The bath is hot, and soothing, and Beckett doesn't notice that her front door hasn't opened and closed again. She breathes a sigh of relief. It's all too raw, too open. She hasn't got enough resilience tonight to get over the smell of warm pie, bringing back the nightmares. She'll just lie here, wine in hand and book comfortably in reach, till the water cools, and then she'll go to bed. And she won't think about those days, back home in their kitchen, when her mother would stone the cherries, and always let her steal one or two, pretending she didn't see Kate's small fingers; roll the pastry, and let Kate have the trimmings once the lid was put on. She won't remember the smell, and how good the hot pie tasted when it was ready at dinner time. She won't remember them all together, smiling round the table, her mother wiping smudges from a smaller Kate's face after. She won't.

Castle hears the soft splash of water, the chime of a wine glass being set down on tile. All of that is sounding rather interesting, when he hears a different sound.
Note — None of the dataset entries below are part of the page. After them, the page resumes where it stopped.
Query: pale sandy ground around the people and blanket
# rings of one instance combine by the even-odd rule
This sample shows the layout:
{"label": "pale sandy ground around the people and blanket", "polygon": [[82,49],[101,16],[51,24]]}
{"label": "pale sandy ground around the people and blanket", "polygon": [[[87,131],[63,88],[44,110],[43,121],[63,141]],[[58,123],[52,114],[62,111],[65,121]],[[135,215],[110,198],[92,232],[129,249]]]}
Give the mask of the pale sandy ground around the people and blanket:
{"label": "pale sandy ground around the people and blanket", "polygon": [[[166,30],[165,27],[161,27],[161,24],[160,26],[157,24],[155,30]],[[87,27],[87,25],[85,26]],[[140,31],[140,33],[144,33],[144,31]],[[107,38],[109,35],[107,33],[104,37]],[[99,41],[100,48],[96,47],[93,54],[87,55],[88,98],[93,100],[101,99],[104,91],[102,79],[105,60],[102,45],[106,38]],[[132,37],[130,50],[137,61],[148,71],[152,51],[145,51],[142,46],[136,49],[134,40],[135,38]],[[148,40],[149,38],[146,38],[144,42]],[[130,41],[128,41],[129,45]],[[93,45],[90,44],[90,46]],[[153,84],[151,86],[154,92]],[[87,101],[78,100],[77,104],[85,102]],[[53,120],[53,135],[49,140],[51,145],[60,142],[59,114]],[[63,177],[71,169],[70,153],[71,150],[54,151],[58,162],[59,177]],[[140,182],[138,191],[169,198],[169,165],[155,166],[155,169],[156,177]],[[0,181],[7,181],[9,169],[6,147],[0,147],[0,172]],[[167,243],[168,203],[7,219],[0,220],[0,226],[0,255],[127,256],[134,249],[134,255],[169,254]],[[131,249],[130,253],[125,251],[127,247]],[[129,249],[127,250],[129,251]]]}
If he's any judge, that was a sob. Muffled, as if Beckett's trying to hide it from herself. It comes again. The small hurt noises scrape his heart, seeing in his mind the 19-year old Beckett whose life was split apart by some killer. Maybe that was when she lost her dreams, he thinks poetically, and abruptly realises that that is precisely true. He's still sitting, trying to reform his conception of Beckett from the hard-ass cop who's steel right through, to this woman covering something so painful she's walled it off for years, when he registers that she is standing right in front of him.
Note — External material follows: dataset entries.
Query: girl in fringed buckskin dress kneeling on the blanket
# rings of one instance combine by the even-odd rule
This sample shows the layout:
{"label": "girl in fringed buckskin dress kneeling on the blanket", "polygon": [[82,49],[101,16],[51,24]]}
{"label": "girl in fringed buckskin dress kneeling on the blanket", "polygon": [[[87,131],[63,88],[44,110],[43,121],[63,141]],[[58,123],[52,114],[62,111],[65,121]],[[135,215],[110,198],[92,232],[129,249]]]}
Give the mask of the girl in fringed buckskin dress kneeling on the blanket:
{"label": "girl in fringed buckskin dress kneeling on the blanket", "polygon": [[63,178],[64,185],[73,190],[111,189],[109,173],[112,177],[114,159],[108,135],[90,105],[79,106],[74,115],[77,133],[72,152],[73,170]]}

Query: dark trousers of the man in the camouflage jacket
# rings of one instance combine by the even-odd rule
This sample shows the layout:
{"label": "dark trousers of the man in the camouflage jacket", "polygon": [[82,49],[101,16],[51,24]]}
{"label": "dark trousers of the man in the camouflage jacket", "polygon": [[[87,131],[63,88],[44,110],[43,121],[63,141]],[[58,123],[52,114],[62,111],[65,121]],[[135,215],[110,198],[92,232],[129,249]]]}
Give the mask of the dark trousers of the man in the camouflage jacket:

"I told you to leave. Get out." There's no passion, no annoyance, no emotion in her words, just a flat statement of this is the way it will be, as if she can't care enough about him to put effort into it. But under the soft exterior, the charming easy-going man, Castle is no complete pushover himself. He's been put on edge by her all day, since the dream, since the pie, since the cupcakes, and it's mixed toxically with his hurt that she's crying alone, rather than letting him comfort her. He sees, idiotically, that she's barefoot and so much smaller than he's used to, wrapped in some lightweight confection that under other circumstances he would have delighted in seeing.

And so he goes for the other option.

"You need some company. You're upset."